The RTO also said project cancellation was out of the question because of the footprint’s dependency on the long-range transmission portfolio, in addition to the anticipated data center load relying on the construction.

MISO said it will coordinate and execute the necessary documents with Viridon and ATC “in due time” to reassign the substation portion of the project.

Viridon said it accepted MISO’s decision.

“We are confident in our ability to have executed successfully on the accelerated timeline for the substations. That said, we respect MISO’s decision. We look forward to completing the remainder of the WISE project on time and on budget, including the Big Bend substation and the 345-kV transmission lines,” Viridon said in a statement to RTO Insider.

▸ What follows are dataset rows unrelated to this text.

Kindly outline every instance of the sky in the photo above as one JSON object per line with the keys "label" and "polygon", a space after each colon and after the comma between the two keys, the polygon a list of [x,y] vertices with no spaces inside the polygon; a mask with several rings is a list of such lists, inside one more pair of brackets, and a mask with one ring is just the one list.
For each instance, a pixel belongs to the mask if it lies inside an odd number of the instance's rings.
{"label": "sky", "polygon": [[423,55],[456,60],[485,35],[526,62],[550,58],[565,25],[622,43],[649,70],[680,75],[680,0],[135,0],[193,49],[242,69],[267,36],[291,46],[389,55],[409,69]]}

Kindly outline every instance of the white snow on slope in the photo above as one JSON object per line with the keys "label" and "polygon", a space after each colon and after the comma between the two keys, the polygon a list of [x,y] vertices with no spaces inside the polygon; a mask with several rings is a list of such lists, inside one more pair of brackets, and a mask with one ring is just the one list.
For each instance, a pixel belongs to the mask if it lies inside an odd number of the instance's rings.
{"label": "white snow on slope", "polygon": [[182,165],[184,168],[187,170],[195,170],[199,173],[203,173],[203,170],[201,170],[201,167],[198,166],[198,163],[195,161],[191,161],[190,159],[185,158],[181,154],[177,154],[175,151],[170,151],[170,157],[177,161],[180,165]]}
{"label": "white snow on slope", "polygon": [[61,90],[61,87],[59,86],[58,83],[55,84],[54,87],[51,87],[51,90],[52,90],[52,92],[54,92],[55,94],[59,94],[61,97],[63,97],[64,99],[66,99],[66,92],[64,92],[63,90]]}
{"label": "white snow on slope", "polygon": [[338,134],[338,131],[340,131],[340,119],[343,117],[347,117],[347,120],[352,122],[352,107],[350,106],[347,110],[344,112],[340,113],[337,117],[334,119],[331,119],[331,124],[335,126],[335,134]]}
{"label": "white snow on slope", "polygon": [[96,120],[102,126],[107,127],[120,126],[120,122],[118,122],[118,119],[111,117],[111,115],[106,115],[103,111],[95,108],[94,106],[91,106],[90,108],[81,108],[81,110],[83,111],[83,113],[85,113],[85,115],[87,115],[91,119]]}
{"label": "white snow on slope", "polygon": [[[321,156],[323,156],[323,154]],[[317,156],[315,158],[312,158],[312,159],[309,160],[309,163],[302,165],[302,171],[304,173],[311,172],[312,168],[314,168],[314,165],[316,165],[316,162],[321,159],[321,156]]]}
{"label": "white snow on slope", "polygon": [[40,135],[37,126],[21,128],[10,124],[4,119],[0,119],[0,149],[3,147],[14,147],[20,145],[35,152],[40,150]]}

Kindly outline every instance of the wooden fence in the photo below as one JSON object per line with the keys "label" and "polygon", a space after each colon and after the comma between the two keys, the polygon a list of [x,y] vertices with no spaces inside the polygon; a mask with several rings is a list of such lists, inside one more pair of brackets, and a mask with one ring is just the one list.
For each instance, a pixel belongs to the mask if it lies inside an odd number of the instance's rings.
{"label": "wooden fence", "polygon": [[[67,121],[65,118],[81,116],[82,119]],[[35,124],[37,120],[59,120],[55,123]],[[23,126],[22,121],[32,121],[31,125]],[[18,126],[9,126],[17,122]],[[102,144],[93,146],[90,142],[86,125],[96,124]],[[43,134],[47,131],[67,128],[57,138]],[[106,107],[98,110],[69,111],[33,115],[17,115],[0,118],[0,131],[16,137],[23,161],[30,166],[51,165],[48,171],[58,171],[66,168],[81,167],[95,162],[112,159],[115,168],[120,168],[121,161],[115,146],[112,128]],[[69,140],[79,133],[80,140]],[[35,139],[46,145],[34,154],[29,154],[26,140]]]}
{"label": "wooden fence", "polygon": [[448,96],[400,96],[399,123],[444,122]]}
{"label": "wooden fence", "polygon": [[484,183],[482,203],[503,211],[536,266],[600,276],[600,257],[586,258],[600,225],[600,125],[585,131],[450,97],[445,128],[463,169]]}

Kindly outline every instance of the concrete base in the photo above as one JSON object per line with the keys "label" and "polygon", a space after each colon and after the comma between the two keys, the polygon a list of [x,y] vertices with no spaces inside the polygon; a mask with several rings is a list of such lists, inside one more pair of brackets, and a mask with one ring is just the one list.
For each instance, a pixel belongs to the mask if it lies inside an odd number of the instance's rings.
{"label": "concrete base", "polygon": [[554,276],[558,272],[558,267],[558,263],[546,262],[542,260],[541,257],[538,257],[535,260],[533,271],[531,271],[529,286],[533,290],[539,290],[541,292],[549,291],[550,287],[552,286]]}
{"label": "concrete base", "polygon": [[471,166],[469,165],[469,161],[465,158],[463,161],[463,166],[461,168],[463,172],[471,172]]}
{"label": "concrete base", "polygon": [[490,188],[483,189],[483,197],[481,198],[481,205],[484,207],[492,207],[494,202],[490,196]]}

MISO has completed 11 variance analyses to date. Until now, it has never reassigned a project developer, despite having the authority to do so. The RTO historically has chosen either to create mitigation plans with the existing developer or to allow the project to stand. In one instance, MISO canceled a 500-kV project because of a new right-of-first-refusal law in Texas. (See FERC Rejects Last-ditch Effort to Save Tx Project.)

ATC said it is “pleased with the outcome of MISO’s variance analysis.”

“Our focus remains on maintaining a safe, reliable grid, and meeting our customers’ needs,” ATC said in a statement. ATC said it would roll the substations into its application for a certificate of public convenience and necessity for the Ozaukee County project. The company said it plans to have the substations “in service by the date needed to serve the load.”

ATC did not answer RTO Insider’s question on whether it was involved in the variance analysis process. 

ATC is among a group of Midwestern utilities rumored to be asking FERC and the Trump administration to suspend competitive bidding so the grid can be built out faster to accommodate the data center explosion. The company, along with Xcel Energy, ITC Holdings and Ameren, have reportedly taken their request to the White House’s National Energy Dominance Council.

MISO Issues Mitigation Plan for Other Long-term Tx Project

Relatedly, MISO rounded out a second variance analysis it conducted on the 345-kV Morrison Ditch-Reynolds-Burr Oak-Leesburg-Hiple line in Illinois and Indiana, which jumped from an estimated $261 million to a $675 million cost estimate in 2024. The project was approved in 2022 under MISO’s first long-range transmission plan portfolio.

MISO said it was able to work with developer Northern Indiana Public Service Co. on a mitigation plan that should reduce cost of the long-range transmission project to $477.8 million.

After its variance analysis investigation, MISO said it “observed higher estimated costs for construction matting, technical services and contingency, as well as additional costs associated with securing and permitting the transmission line right of way.”

NIPSCO leadership and MISO were able to identify “cost savings and efficiencies” that would lower estimated project cost through adjustments to the scope of work, reductions in construction costs “as discrete contracts are executed and reductions in contingency costs as the project was further developed with fewer unknowns,” according to the RTO.

The grid operator opened the re-examination of the project in late 2024. (See Cost Overruns on Project in 1st LRTP Prompt MISO Analysis.)

Again, MISO said it considered all possible outcomes under the variance analysis. It deemed no action unacceptable because of the sheer size of the cost increase. It said it could not reassign the project because of Indiana’s ROFR law, which rendered the facilities ineligible for competitive bidding.

Finally, MISO once again said cancellation was not a realistic option because of the interconnectedness of the Morrison Ditch project with the rest of the long-range transmission portfolio.

MISO said once it and NIPSCO sign the mitigation plan, it will reflect the new estimated cost in its database of transmission project status reports.